Oil exploration could virtually come to a halt as could be simply unprofitable to do so at current or lower prices, he said.

“Expect downstream producers to see a tight squeeze on margins, as prices close in on their costs of production. It will not be surprising to see loan defaults in this sector,” Lee warned.

“If prices stay suppressed, expect a shakeup in the O&G industry, with companies eventually succumbing to divesting in order to raise funds,” he told TMR.

The weak prices will also have an impact on appetite for sustainable fuels, as there is less incentive for companies to switch or engage in research and development. Indirectly, it could also cause delays in biodiesel programmes implementation until the economics deem it more logical.

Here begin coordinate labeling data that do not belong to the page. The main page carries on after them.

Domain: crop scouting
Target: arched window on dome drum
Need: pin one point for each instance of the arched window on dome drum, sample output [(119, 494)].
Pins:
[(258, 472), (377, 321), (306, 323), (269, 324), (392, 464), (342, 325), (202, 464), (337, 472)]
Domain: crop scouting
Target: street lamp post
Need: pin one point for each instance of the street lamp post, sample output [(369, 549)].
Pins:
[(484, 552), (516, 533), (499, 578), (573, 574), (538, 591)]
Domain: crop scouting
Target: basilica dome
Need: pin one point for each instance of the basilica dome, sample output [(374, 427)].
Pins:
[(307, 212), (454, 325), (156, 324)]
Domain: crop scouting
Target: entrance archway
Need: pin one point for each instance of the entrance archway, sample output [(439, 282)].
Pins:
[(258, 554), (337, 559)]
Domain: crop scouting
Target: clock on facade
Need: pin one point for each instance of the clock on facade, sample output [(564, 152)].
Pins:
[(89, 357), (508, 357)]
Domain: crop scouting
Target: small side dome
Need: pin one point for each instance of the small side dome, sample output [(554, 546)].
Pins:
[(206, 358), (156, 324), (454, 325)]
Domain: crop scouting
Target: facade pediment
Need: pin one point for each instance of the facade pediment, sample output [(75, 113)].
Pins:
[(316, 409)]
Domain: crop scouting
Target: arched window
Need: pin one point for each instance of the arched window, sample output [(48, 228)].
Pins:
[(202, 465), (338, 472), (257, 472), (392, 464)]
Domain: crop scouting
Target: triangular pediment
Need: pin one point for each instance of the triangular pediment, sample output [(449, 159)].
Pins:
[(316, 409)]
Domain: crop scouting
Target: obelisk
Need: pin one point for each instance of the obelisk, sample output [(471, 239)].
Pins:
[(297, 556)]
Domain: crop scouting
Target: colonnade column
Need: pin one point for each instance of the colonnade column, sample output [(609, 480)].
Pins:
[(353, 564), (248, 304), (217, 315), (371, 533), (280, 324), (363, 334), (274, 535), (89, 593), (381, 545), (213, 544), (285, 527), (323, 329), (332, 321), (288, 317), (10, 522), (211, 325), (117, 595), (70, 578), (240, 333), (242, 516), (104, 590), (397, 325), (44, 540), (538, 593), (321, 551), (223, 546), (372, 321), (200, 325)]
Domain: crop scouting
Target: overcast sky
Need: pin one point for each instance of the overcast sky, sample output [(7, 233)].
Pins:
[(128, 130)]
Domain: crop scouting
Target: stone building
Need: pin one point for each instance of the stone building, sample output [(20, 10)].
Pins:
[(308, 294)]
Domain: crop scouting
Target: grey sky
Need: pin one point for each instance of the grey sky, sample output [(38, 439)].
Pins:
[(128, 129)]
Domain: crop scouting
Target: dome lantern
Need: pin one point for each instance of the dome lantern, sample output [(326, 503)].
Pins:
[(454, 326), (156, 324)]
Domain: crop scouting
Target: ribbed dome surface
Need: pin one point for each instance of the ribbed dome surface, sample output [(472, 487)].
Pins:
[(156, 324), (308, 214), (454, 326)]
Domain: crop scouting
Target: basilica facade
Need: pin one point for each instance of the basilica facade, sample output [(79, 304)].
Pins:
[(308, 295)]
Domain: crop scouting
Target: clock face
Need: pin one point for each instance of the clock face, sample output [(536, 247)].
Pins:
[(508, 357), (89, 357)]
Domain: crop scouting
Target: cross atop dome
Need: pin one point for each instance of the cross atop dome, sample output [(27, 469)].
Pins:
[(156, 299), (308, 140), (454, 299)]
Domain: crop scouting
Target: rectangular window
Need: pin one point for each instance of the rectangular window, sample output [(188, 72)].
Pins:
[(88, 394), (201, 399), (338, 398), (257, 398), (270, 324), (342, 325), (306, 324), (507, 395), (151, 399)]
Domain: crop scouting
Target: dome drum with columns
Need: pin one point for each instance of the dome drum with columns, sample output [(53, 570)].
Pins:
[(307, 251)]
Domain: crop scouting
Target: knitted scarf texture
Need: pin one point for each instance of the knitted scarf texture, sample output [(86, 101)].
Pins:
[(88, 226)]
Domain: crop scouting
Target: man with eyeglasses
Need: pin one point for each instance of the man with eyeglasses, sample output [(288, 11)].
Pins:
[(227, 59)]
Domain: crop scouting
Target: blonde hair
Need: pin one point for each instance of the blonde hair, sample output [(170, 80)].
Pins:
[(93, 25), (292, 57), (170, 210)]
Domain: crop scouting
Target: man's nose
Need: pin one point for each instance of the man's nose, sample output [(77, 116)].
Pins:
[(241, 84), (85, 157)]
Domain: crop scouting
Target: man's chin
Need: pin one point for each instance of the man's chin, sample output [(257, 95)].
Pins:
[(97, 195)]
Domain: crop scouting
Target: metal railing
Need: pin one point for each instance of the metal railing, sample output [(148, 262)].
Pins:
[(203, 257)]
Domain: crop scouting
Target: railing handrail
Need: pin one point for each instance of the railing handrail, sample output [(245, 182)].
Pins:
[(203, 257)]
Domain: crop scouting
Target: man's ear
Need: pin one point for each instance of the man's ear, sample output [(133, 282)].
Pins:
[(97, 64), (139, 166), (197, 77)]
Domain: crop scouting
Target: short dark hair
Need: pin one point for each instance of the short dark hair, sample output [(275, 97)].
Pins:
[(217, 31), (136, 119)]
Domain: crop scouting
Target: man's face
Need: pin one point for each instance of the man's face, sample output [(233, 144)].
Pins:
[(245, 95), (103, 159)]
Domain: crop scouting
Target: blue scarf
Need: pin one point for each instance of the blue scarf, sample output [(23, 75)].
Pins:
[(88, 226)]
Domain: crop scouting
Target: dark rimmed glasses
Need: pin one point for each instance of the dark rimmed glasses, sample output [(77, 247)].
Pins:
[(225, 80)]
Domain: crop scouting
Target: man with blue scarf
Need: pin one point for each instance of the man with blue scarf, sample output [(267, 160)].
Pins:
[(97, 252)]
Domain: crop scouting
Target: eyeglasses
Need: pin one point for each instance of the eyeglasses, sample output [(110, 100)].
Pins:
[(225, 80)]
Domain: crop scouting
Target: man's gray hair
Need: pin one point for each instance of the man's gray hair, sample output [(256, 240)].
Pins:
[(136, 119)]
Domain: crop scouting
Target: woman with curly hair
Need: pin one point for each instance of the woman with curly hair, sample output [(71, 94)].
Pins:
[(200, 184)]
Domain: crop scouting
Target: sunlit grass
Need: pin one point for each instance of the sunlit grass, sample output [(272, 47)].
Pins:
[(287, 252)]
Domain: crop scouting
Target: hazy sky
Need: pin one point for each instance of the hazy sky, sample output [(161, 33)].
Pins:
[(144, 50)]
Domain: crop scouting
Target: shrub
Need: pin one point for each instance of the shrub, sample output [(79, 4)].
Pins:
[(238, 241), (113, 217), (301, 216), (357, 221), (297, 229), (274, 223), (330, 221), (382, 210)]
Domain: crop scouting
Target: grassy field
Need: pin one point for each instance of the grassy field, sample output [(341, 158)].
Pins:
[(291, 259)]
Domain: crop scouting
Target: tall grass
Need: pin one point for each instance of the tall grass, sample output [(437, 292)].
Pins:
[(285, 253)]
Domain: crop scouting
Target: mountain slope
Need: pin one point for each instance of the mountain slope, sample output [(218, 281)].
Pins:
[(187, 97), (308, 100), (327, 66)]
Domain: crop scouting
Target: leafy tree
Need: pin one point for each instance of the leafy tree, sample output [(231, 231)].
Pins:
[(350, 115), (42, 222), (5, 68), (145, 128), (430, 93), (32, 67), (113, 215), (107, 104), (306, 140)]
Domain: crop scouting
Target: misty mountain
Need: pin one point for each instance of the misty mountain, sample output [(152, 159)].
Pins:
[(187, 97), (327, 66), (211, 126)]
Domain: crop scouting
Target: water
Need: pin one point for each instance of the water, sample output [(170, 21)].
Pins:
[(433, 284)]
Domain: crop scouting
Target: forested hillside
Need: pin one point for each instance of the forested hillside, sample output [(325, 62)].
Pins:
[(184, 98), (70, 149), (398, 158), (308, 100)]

Hibiscus Petroleum Bhd in its exchange filing yesterday stated the company will seek to preserve cash and revisit its production plans, as well as ask its contractors to further optimise their pricing levels.

The marginal field producer will also look out for merger and acquisition opportunities as major producers rationalise their portfolios.

Oanda Corp Asia-Pacific senior market analyst Jeffrey Halley said it is difficult to foresee Brent crude price to recover above US$40 a barrel level for any extended amount of time.

“If Saudi Arabia is as serious as it is suggesting, then oil prices may well settle between US$30-US$35 a barrel this week.

“A deflationary shock to the rest of the world was the last thing needed right now, and the possibility is that this could tip a short recession from the coronavirus, into a longer one,” he told TMR.

Affin Hwang Investment Bank Bhd stated that in the event oil prices remain below US$50 a barrel level, national oil company Petroliam Nasional Bhd (Petronas) could cut its RM50 billion capital expenditure (capex) guidance in 2020, as its current capex allocation is based on crude at US$50 a barrel price assumption.

“We believe Brownfield projects may face lower risks as projects/work scopes are categorised as operational expenses rather than capex. The 2014 oil price crisis mainly impacted the small/mid-cap players which generally rely heavily on Petronas jobs. Fabricators, rigs and offshore support vessels also saw a slower roll-out of contracts and a big slash in daily charter rates,” the investment bank noted in a report yesterday.

The 2014 oil price fall hit local support service providers hard as workflow slowed and many companies left with idle assets and cost pressures.

Some like Sapura Energy Bhd raised billions of ringgit from fresh fundraising exercises and asset sales to revitalise its balance sheet and bid for fresh work.